The delivery of therapy, particularly Cognitive Behavioural Therapy (CBT) during the pre-operative regime will help reduce the psychological pain that the patient is already exposed to (Saito, Shiraishi, & Yoshinda., 2019). Similar studies by Philip, Kannan, & Parambil (2018) have also illustrated the efficacy of the cognitive method. As mentioned earlier, the improvement of coping methods as a pre-surgery non-pharmacological intervention has long-term benefits on the recovery process. It fosters the management of other pre- and post-operative complications that may arise (Farah et al., 2016). There is a mutual benefit when there is a conducive information dissemination platform since it helps reduce informational gaps that present a barrier to personal health promotion (Palermo et al., 2018). In contemporary society, the reduction of informational asymmetries between the patient and the provider is essential given the increasing importance of health promotion approach to essential health (Chan, 2016). Health promotion is always at the centrepiece of the provision of patient-centred medical interventions.
The offering of pain management education is justified by the need for ensuring that medication adherence is taken seriously given the possibilities of Jim is prescribed to use PCA and opioids as pharmacological interventions. The educational platform could be used strategically to improve provider-patient rapport as well as helping with the provision of pain monitoring as recommended by Aziato et al. (2016) and Nursing and Midwifery Council (2015). Moreover, monitoring the patient is essential because of the need to classify each category of pain during the pre- and post-operative period (Orhurhu et al., 2019). Moreover, pre-operative pain information provision is vital, given the side-effects of some pain management medications such as narcotics and opioid. The administration of the medication mentioned above necessitates monitoring and assessments using continuous data logging.
In summary, pre-operative assessment, evaluation, and analyses using the CRC can avert most of the problems that are usually encountered as postoperative complications. Although osteoarthritis poses considerable health risk to the patient, both during and after surgery. The execution of the plans mentioned above proves to be strategic in determining a significant portion of success in the medical interventions applied.
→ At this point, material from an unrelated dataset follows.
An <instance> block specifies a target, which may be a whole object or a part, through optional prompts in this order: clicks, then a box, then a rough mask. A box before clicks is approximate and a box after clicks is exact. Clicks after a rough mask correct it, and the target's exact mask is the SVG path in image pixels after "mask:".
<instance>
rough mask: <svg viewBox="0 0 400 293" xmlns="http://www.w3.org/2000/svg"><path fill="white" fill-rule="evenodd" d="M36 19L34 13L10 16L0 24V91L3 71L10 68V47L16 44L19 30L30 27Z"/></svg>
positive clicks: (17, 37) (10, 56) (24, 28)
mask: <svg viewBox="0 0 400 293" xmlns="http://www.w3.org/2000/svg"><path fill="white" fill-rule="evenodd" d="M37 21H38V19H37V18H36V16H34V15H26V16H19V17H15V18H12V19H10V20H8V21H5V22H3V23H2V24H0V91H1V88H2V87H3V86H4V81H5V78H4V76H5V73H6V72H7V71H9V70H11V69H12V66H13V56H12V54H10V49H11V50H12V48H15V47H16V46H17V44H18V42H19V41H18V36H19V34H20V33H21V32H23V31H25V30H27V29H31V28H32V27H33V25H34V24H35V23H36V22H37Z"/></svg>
The identification of the risk factors and the potential occurrence of most of the post-surgical complications following OA are identified to guide the setting of plans and goals for the subject. Post-surgical complications can range from depression, SSI, DVT, ischemia, pulmonary embolism, and chronic pain. Strength-based exercises, pre-operative education, pain management. Offering pre-operative education and awareness content, CBT and pre-operative pain management are selected as the top priority in this case, given their combined efficacy in improving the overall quality of service and utility. Both non-pharmacological and pharmacological interventions are -used in the pre-operative and post-operative processes to increase general usefulness. Improvement and better output of the interventions can be obtained by the use of EHR in the entire CRC process to offer personalised care service.